Nach Infantinos Besuch wird die RFEF voraussichtlich ihre Planungen weiter intensivieren, um die neuen Standorte Valencia und Vigo zu integrieren und die Logistik rund um die Stadien zu optimieren. Die Entscheidung über die endgültigen Austragungsorte wird in den kommenden Monaten erwartet, während die RFEF weiterhin an den ursprünglichen Plänen festhält, um ein erfolgreiches Turnier zu gewährleisten.

Haufig gestellte Fragen

Was wurde von Rafael Louzán angekündigt?

Rafael Louzán, der Präsident der RFEF, gab die bevorstehende Ankunft von Gianni Infantino, dem Präsidenten der FIFA, in Spanien bekannt.

Warum findet der Besuch von Gianni Infantino statt?

Der Besuch könnte mit der Beurteilung der Fortschritte der Vorbereitungen für die Weltmeisterschaft 2030 in Spanien durch eine FIFA-Delegation zusammenfallen.

Welche Maßnahmen hat die RFEF bereits eingeleitet?

Die RFEF hat konkrete Maßnahmen ergriffen, um die Planungen für die Weltmeisterschaft 2030 zu intensivieren, insbesondere in Bezug auf die Präsentation der Supercopa de España in Istanbul.

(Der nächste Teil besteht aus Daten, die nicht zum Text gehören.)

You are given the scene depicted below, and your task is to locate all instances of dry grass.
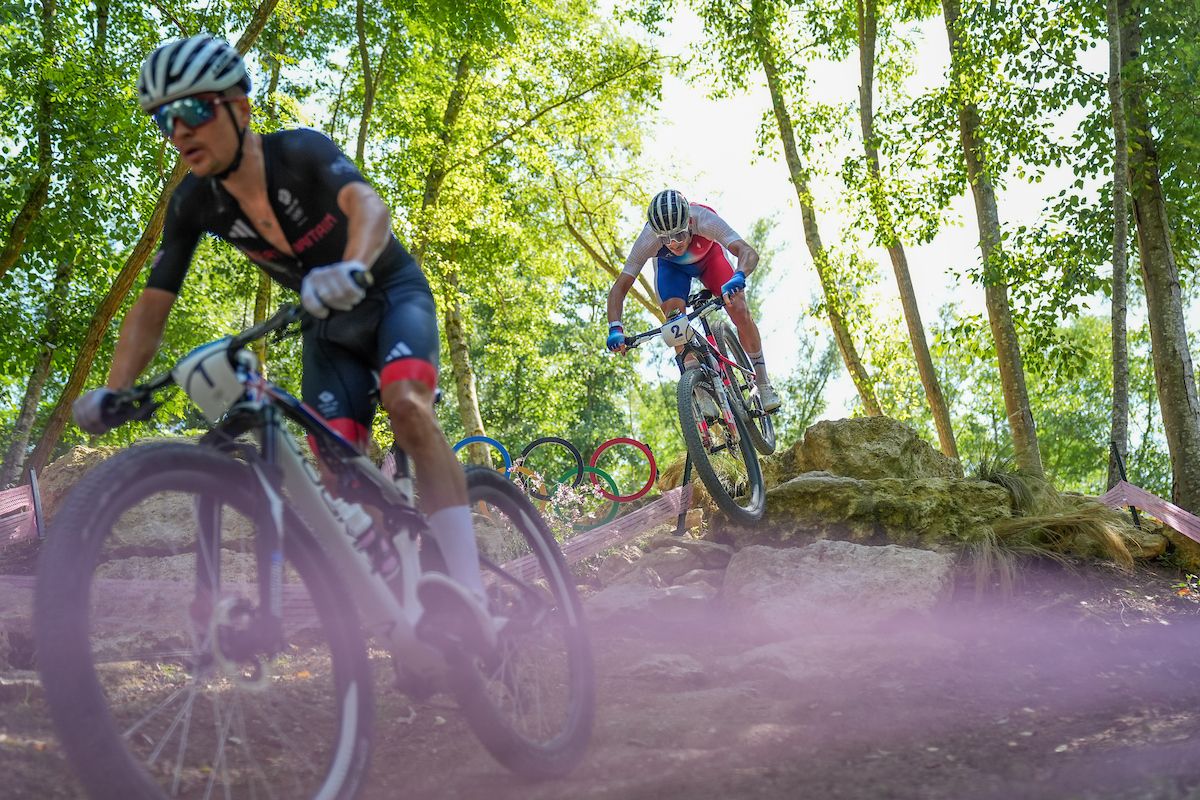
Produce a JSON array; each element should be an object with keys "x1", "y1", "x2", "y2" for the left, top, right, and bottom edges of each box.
[{"x1": 972, "y1": 458, "x2": 1134, "y2": 594}]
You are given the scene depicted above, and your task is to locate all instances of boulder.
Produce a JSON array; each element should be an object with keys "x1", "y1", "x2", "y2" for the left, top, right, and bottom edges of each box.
[
  {"x1": 1160, "y1": 525, "x2": 1200, "y2": 575},
  {"x1": 649, "y1": 534, "x2": 733, "y2": 570},
  {"x1": 674, "y1": 570, "x2": 725, "y2": 589},
  {"x1": 625, "y1": 652, "x2": 708, "y2": 686},
  {"x1": 613, "y1": 547, "x2": 703, "y2": 585},
  {"x1": 37, "y1": 446, "x2": 120, "y2": 522},
  {"x1": 720, "y1": 541, "x2": 954, "y2": 642},
  {"x1": 584, "y1": 583, "x2": 716, "y2": 627},
  {"x1": 708, "y1": 473, "x2": 1012, "y2": 549},
  {"x1": 763, "y1": 416, "x2": 962, "y2": 487}
]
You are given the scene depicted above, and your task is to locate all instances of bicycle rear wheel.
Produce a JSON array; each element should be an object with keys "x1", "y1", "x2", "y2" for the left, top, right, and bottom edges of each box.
[
  {"x1": 677, "y1": 369, "x2": 767, "y2": 523},
  {"x1": 716, "y1": 323, "x2": 775, "y2": 456},
  {"x1": 34, "y1": 444, "x2": 373, "y2": 800},
  {"x1": 451, "y1": 468, "x2": 595, "y2": 777}
]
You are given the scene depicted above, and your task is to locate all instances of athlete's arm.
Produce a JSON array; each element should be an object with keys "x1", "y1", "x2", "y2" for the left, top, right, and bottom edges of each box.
[
  {"x1": 337, "y1": 181, "x2": 391, "y2": 269},
  {"x1": 691, "y1": 204, "x2": 758, "y2": 275},
  {"x1": 106, "y1": 287, "x2": 175, "y2": 389},
  {"x1": 728, "y1": 239, "x2": 758, "y2": 275},
  {"x1": 608, "y1": 272, "x2": 637, "y2": 323}
]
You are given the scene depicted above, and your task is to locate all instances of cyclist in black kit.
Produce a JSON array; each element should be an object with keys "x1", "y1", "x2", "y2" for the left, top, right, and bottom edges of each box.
[{"x1": 73, "y1": 35, "x2": 496, "y2": 644}]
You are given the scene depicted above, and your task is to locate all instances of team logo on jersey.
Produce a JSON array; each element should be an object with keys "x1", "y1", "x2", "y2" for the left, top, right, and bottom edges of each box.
[
  {"x1": 275, "y1": 188, "x2": 308, "y2": 225},
  {"x1": 317, "y1": 389, "x2": 340, "y2": 420},
  {"x1": 229, "y1": 219, "x2": 258, "y2": 239},
  {"x1": 384, "y1": 342, "x2": 413, "y2": 361}
]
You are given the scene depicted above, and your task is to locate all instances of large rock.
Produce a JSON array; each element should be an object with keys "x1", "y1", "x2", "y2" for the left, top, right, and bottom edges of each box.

Welche Änderungen gibt es bei den Austragungsorten?

Die RFEF plant, die elf vorgesehenen Austragungsorte beizubehalten, erwägt jedoch Valencia und Vigo als neue Standorte, um die Abgänge von La Coruña und Málaga zu kompensieren.

Welches Stadion wird als Favorit für das WM-Finale gehandelt?

Das Santiago Bernabéu wird als Favorit für den Austragungsort des WM-Finales gehandelt, da es alle notwendigen Voraussetzungen erfüllt.